SSt. 51/51 = EvBl 1981/52 = RZ 1981/20 = LSK 1981/32) sind ua (anreisserisch verzerrte, von Zusammenhängen mit anderen Lebensäußerungen gelöste, auf sich selbst reduzierte) gleichgeschlechtliche Unzuchtsakte - für die das die Mißbilligung der Gesellschaft ausdrückende Werbungsverbot des § 220 StGB besteht - absolut unzüchtig (sogenannte harte Pornographie). Dabei ist für die Verwirklichung des Tatbestandes nach dem § 1 Abs 1 lit a bis e PornG selbst eine Massenbeeinflussung oder auch nur eine propagandistische Wirkung nach herrschender Auffassung nicht notwendig (vgl. weiter die bei Leukauf-Steininger, Nebengesetze2, unter Nr. 37 zu § 1 PornG zitierten Entscheidungen, ferner 11 Os 99/83 uva, jüngst 11 Os 76/88). Von dieser ständigen Judikatur abzugehen, sieht sich der Oberste Gerichtshof hier nicht veranlaßt. Ausgehend von seiner verfehlten Rechtsauffassung, daß die Darstellung gleichgeschlechtlicher Unzucht von vornherein nicht sogenannter harter Pornographie zuzuordnen sei, unterließ es aber das Erstgericht, für eine abschließende rechtliche Beurteilung ausreichende Feststellungen nicht nur zur subjektiven Tatseite, sondern auch über den Inhalt der den Gegenstand des Freispruchs bildenden Videokassetten bzw. Kassettenhüllen und Steckkarten zu treffen. Insbesondere fehlt eine eindeutige Aussage, der zufolge die sexualbezogenen Darstellungen als exzessiv aufdringlich und abstoßend qualifiziert werden können, wie dies für die Formen sexueller Gewalttätigkeit wiedergebenden Objekte ausdrücklich konstatiert wurde (siehe Urteil S 11).

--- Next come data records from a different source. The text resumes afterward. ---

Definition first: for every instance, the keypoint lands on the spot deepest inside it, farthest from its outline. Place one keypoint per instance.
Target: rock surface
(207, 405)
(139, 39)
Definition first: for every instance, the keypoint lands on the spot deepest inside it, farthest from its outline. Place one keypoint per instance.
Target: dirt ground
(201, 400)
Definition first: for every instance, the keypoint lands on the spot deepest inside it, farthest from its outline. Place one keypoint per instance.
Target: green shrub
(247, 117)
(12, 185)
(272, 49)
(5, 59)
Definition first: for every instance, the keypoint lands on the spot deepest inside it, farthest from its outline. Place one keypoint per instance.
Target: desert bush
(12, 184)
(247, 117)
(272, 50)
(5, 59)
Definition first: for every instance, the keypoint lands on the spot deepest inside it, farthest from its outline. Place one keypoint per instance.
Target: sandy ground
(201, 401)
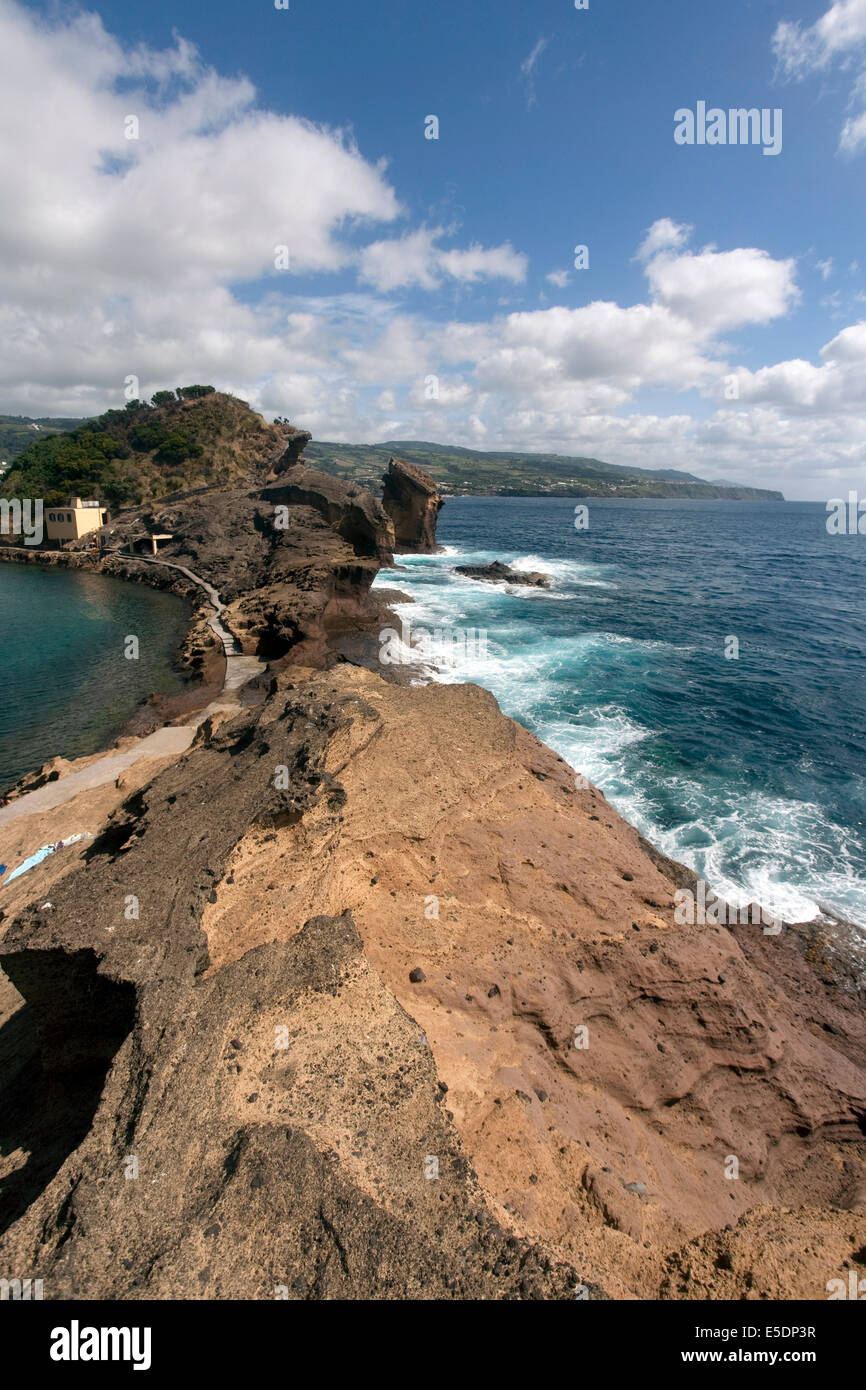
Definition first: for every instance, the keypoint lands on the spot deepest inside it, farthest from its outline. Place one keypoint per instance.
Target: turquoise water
(66, 685)
(752, 769)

Demnach war das Urteil im Umfang der Anfechtung durch die Staatsanwaltschaft aufzuheben und die Sache insoweit zu neuer Verhandlung und Entscheidung an die erste Instanz zurückzuverweisen. Für das erneuerte Verfahren wird auf die Übergangsbestimmung des Art. X Abs 3 JGG 1988 und auf die bindende Kraft der in diesem Erkenntnis dargelegten Rechtsansicht des Obersten Gerichtshofes (§ 293 Abs 2 StPO) hingewiesen.

Mit ihren durch die Aufhebung des Strafausspruches gegenstandslos gewordenen Berufungen waren die Staatsanwaltschaft und der Angeklagte auf diese Entscheidung zu verweisen.